Pfizer might not be successful in buying AstraZeneca at least this fall but it is still trying to give it a shot. On the other hand it was also reported that Pfizeris is now looking forward to Activis as another target. The two factors that the company is considering are tax breaks and domicile.
This deal would prove to be fruitful for Pfizer because Actavis has a sound back up when it comes to the pharmaceutical business. The company boasts of a great and diversified portfolio comprising of generic medicines and also some other popular brands and few medicines that have recently been approved. This would result in great benefits for Pfizer as buying Actavis would add to their currently working products unit; this would further add new products to the portfolio of Pfizer which is in desperate need to some strategizing and assistance at the moment. Moreover Pfizer if it acquires Actavis they can shift their domicile to Dublin which can further result in potential benefits.

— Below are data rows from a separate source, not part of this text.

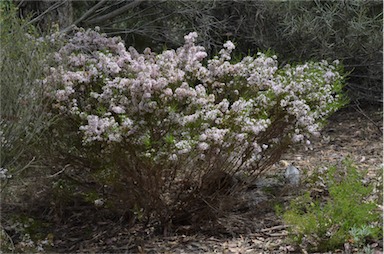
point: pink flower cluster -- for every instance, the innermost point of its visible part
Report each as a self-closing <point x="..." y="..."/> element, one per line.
<point x="207" y="106"/>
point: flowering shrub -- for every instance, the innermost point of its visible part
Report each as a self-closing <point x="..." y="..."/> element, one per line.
<point x="176" y="116"/>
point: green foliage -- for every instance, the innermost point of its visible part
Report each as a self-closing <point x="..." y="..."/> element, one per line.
<point x="346" y="214"/>
<point x="23" y="105"/>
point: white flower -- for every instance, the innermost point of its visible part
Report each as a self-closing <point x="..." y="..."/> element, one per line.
<point x="118" y="110"/>
<point x="229" y="45"/>
<point x="292" y="175"/>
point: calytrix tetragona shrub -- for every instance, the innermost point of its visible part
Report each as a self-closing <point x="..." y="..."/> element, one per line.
<point x="175" y="116"/>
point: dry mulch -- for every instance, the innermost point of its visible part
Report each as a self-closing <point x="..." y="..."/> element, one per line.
<point x="246" y="229"/>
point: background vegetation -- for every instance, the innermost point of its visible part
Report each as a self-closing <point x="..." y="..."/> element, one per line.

The company has not come upfront itself to speak on this topic.  They have not yet clearly stated that they are opting for Actavis, AstraZeneca or any other option that comes their way. Joan Campion who is the spokesperson for Pfizer stated that, "evaluate all opportunities, regardless of size, through the lens of value creation for our shareholders and enhancing the competitiveness of our business.” Moreover other analysts and media reports have also listed down few other companies that can be a good option for Pfizer such as GlaxoSmithKline. Even Pfizer might opt for buying Allegan.
These deals might prove to be extremely fruitful for Pfizer stock since they have been struggling for a fairly long time and now need to come with something that would result as a game changer for them. Buying on a stable pharmaceutical might be just the right thing that needs to be done in order to give it the boost it needs. Pfizer is apparently doing the right thing by not focusing on one company as keeping options open will result in benefits in terms of making the right choice.
Hence in a nutshell, Pfizer will soon emerge out of all its miseries if it buys the right company which would not only add to their portfolio but assist it in sailing swiftly to the shore.